Using Low Dose CT data from AAPM
You can find details about Low Dose CT Grand Challenge from this Official Website.
You can download data set(~7.6GB) from data link.
Download the data.zip
and extract. After you can find data
folder, place data
folder in main project directory.

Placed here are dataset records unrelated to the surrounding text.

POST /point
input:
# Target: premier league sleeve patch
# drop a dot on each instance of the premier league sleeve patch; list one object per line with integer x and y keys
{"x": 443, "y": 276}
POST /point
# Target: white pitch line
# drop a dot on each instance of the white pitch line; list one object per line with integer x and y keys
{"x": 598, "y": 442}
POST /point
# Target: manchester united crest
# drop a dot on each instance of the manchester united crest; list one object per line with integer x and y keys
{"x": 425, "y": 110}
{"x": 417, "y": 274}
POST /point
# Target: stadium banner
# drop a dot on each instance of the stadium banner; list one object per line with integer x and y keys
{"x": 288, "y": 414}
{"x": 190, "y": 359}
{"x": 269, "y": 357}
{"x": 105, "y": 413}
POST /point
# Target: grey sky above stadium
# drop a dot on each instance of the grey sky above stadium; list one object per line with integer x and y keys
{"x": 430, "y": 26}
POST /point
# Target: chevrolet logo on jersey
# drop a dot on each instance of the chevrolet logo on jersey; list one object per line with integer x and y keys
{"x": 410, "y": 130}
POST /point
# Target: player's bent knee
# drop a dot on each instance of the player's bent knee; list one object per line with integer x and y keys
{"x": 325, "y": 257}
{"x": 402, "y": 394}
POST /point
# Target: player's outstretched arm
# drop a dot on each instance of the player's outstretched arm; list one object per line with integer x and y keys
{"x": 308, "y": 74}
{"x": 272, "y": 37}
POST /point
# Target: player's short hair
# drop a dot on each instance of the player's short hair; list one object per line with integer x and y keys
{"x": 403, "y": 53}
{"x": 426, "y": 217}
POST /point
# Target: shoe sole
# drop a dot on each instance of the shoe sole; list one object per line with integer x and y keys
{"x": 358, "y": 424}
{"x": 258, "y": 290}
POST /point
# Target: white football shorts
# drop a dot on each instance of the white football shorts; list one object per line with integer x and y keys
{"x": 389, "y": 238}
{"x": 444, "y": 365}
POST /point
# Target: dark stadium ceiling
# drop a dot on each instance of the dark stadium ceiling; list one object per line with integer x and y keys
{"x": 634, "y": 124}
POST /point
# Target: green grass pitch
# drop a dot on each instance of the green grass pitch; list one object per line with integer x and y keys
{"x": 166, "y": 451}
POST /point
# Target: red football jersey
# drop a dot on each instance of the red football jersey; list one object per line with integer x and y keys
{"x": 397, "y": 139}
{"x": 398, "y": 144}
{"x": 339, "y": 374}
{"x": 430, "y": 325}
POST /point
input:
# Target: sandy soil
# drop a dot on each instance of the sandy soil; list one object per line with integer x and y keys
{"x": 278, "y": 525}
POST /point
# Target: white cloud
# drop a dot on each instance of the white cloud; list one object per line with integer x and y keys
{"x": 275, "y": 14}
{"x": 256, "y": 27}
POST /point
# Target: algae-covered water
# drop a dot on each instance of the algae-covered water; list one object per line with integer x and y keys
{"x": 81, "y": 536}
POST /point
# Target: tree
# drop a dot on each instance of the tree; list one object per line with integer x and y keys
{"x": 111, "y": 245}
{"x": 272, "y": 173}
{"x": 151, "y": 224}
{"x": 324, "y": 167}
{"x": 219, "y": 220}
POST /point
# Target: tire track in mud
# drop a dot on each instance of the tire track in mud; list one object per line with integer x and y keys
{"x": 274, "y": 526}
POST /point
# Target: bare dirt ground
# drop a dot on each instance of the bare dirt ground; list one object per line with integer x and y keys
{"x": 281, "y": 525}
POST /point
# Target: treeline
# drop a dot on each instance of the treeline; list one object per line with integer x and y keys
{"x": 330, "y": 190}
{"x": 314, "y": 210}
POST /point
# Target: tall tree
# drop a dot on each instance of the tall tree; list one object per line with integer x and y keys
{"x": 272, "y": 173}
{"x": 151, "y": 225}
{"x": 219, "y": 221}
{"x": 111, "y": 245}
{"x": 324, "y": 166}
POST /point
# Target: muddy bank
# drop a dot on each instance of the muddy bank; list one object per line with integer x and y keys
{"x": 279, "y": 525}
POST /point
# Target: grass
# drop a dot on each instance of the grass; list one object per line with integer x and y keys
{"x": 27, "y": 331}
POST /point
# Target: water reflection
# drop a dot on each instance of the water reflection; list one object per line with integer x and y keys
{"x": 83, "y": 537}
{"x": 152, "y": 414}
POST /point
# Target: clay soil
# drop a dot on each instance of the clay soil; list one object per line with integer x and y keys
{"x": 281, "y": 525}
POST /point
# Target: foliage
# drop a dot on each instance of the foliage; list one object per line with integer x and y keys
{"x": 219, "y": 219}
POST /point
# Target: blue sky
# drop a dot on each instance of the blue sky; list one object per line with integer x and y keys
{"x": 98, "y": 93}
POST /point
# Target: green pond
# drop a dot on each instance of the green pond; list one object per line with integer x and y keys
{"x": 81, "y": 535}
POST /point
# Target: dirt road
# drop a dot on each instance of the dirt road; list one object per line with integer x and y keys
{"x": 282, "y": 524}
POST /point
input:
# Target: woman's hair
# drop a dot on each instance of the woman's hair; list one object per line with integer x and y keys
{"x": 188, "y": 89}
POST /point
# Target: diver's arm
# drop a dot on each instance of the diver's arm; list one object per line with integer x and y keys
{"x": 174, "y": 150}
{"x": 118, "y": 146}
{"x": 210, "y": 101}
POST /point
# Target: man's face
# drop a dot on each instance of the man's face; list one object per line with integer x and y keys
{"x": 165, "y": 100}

Main project directory must be configured as follow.
│ .gitignore
│ dataset.py
│ inference.ipynb
│ inference_unet.ipynb
│ make_noise_target.ipynb
│ model.py
│ README.md
│ train.ipynb
│ train_unet.ipynb
│ utils.py
│
├─data
│ ├─test
│ │ ├─fd
│ │ │ 1.npy
│ │ │ 2.npy
│ │ │ 3.npy
| | | ...
│ │ │
│ │ └─qd
│ │ 1.npy
│ │ 2.npy
│ │ 3.npy
| | ...
│ │
│ └─train
│ ├─fd
│ │ 1.npy
│ │ 2.npy
│ │ 3.npy
| | ...
│ │
│ └─qd
│ 1.npy
│ 2.npy
│ 3.npy
| ...
│
└─images_README
0041.png
0052.png
0059.png
...
- The goal of this challenge and our project is to de-noise low dose(quarter dose) CT Image to get high dose(full dose) CT Image.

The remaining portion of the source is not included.